The results of this elegant study of human nuclear DNA replication have several interesting implications that can be addressed in the future. This includes addressing how the roles of the proteins in the minimal replication complex are partly defined by its complex structure (e.g., see4 and references therein). Eventually, investigations of even more complex replisomes are in order, e.g., those that start replication from the multiple early and late firing origins of replication used in copying the ~6,000,000,000 nucleotides of the human nuclear genome and doing so in the face of many challenges. These challenges include, but are not limited to, effects of DNA sequence contexts on replication, and removal and eventual replacement of histones and other proteins that organize and package the genome into a very tiny volume yet must be removed to allow efficient replication. Additional challenges include encounters with DNA damage that arise from intracellular metabolism (e.g., oxidative stress) and environmental exposures (e.g., ultraviolet light), encounters with transcription complexes, and encounters with difficult-to-replicate DNA sequences that form several structures that differ from normal B-DNA. Each of these circumstances can slow or stall replication until solutions are found using many other proteins that are or may be part of more complex replisomes.

Interestingly, these many challenges to replication must be met while accomplishing a third property of replication beyond its speed and efficiency, namely its accuracy. Many different types of mistakes can be generated during replication (see4 and references therein), including 12 different single-base substitutions and insertion and/or deletion of one or more nucleotides, as well as occasional incorporation by the nuclear replicases of rNTPs (reviewed in5), which are present at much higher concentrations than dNTPs to allow efficient transcription. Two types of DNA repair reactions prevent such mutations from arising immediately after human nuclear DNA replication, DNA mismatch repair and ribonucleotide excision repair. Both these repair reactions use proteins that are (or may be) present in more complex replisomes, thereby coupling replication and repair.

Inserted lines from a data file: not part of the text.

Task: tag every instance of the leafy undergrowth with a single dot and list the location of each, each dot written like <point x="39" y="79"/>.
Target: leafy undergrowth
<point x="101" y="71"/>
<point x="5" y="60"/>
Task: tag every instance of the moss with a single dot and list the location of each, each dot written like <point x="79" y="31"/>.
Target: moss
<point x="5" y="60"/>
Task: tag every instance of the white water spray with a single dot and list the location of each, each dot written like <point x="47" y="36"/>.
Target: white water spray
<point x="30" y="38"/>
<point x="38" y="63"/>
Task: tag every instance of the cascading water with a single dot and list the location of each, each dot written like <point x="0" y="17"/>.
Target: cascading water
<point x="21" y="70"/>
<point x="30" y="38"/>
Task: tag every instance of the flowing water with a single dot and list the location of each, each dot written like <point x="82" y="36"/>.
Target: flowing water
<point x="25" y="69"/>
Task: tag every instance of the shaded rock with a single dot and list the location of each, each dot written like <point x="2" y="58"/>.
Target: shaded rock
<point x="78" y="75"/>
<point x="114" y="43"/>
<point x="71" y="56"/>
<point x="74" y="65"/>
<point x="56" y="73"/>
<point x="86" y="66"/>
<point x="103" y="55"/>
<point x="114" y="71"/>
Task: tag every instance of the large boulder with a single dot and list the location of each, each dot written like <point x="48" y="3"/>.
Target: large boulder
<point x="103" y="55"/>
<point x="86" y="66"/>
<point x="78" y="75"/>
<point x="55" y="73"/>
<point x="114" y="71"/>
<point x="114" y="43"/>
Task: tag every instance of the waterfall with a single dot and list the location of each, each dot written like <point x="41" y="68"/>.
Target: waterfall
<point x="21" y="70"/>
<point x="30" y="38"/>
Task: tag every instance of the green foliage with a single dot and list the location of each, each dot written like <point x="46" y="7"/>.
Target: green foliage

Such coupling may lower the mutation rate to contribute to survival of individuals, which requires that the information content of DNA be largely preserved lest chaos arise. At the same time rare mutations do arise that may be beneficial, thereby allowing the evolution of life over billions of years. The study just published by Yeeles and his colleagues is therefore one beautiful example of how outstanding biochemistry can contribute to our understanding of how life on earth arose and survives in the face of many challenges.